Le meilleur des grammairiens du temps, Meigret, eut beau protester contre ces « lourdes incongruités » (66 r°) (1) ; la commodité d’avoir une règle l’emporta. On apprit par cœur ces vers dans les ateliers d’imprimerie, et le mal fut fait. Le développement normal de la langue était arrêté. Malherbe d’abord, Vaugelas ensuite complétèrent l’œuvre. Le dernier, en proclamant qu’il n’y avait rien dans la grammaire française de plus important, a établi le préjugé moderne. Et cependant, en avouant en même temps qu’il n’y avait « rien de plus ignoré », il reconnaissait qu’il n’y avait pas d’usage établi qui s’imposât (H.L, III, 601)

Il posa deux règles fondamentales :

1.                      J’ai reçu les lettres ;

2.                      Les lettres que j’ai reçues.

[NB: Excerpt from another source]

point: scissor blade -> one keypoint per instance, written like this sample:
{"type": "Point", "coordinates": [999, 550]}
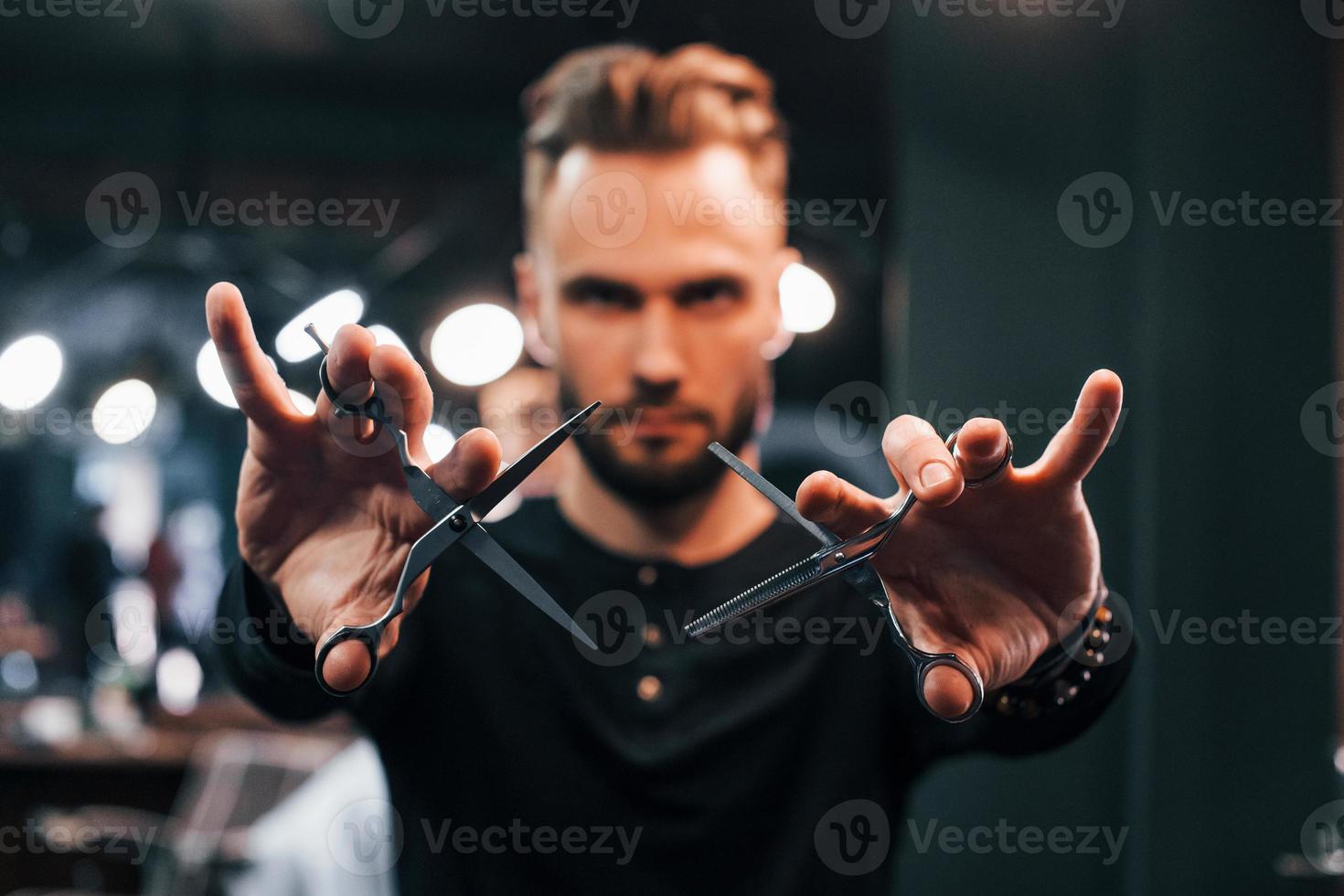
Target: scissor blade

C’était la doctrine de Marot, fondée sur l’ordre des mots. »

 

Brunot ajoute que du temps de ces grammairiens du XVII° siècle, la prononciation pouvait, très relativement, justifier la position de Marot. En effet, le « e » final de « rendue », ou de « chantée » s’entendait, par l’allongement de la voyelle finale, mais uniquement avant une pause. Cette constante a favorisé l’accord du participe passé avec le COD en fin de phrase. Mais dès que le participe passé était suivi d’autres mots, l’effet d’allongement disparaissait. Des très grands auteurs du XVII° siècle écrivent (à la main) : « Mandez-moi bien quelle réception vous aura fait cette belle reine » (Mme de Sévigné). Au XVI° siècle, après comme avant Marot, chacun fait comme il veut. Ronsard : « Mignonne, allons voir si la rose qui ce matin avait desclose sa robe de pourpre au soleil, etc. ». Le grand Bossuet, au XVII° siècle, prend avec la règle de considérables libertés dans ses oraisons, qui font date dans la grande littérature française.

 

Et aujourd’hui ?

 

Le « développement naturel » de la langue (concept pré-linguistique de Brunot) donne tort à Marot. Les cas où à l’oral l’accord n’est pas fait sont légion, quotidiennement, et dans toutes les couches sociales. On en recense facilement plusieurs par émission de France Culture. A l’écrit la règle est bien sûr beaucoup plus rigoureusement respectée ; c’est pourquoi à l’école primaire il faut corriger l’erreur.  Mais même à l’écrit l’accord est loin de se faire toujours. La GMF, pp.350 et sv. énumère une longue liste de cas particuliers où la règle flotte, voire ne s’applique pas. En voici deux par exemple :

 

-  Imaginez les sommes que ça m’a coûté

-  Elle n’a rien trouvé d’utile dans les deux ans que la formation a duré

 

C’est l’usage qui s’impose souvent. Mais comme en France on touche à un domaine sacré, le législateur est intervenu… le 28 décembre 1976, pour régler des questions en suspens, et surtout pour introduire une certaine tolérance.

 

 

On le voit par cet exposé historique : la mise en épingle d’un fait de langue très particulier a déséquilibré l’apprentissage. L’école a pris l’habitude de traiter simultanément la question de l’accord du participe passé avec le sujet et l’accord du participe passé avec l’objet, alors que ce n’est absolument pas le même problème, et que l’enjeu est totalement différent dans les deux cas. Il faudrait calculer un jour le coût économique… et évaluer le désastre didactique causé par cette « règle » dont l’invention remonte à Clément Marot !

 

 

 



[1] Brunot renvoie à son Histoire de la Langue Française.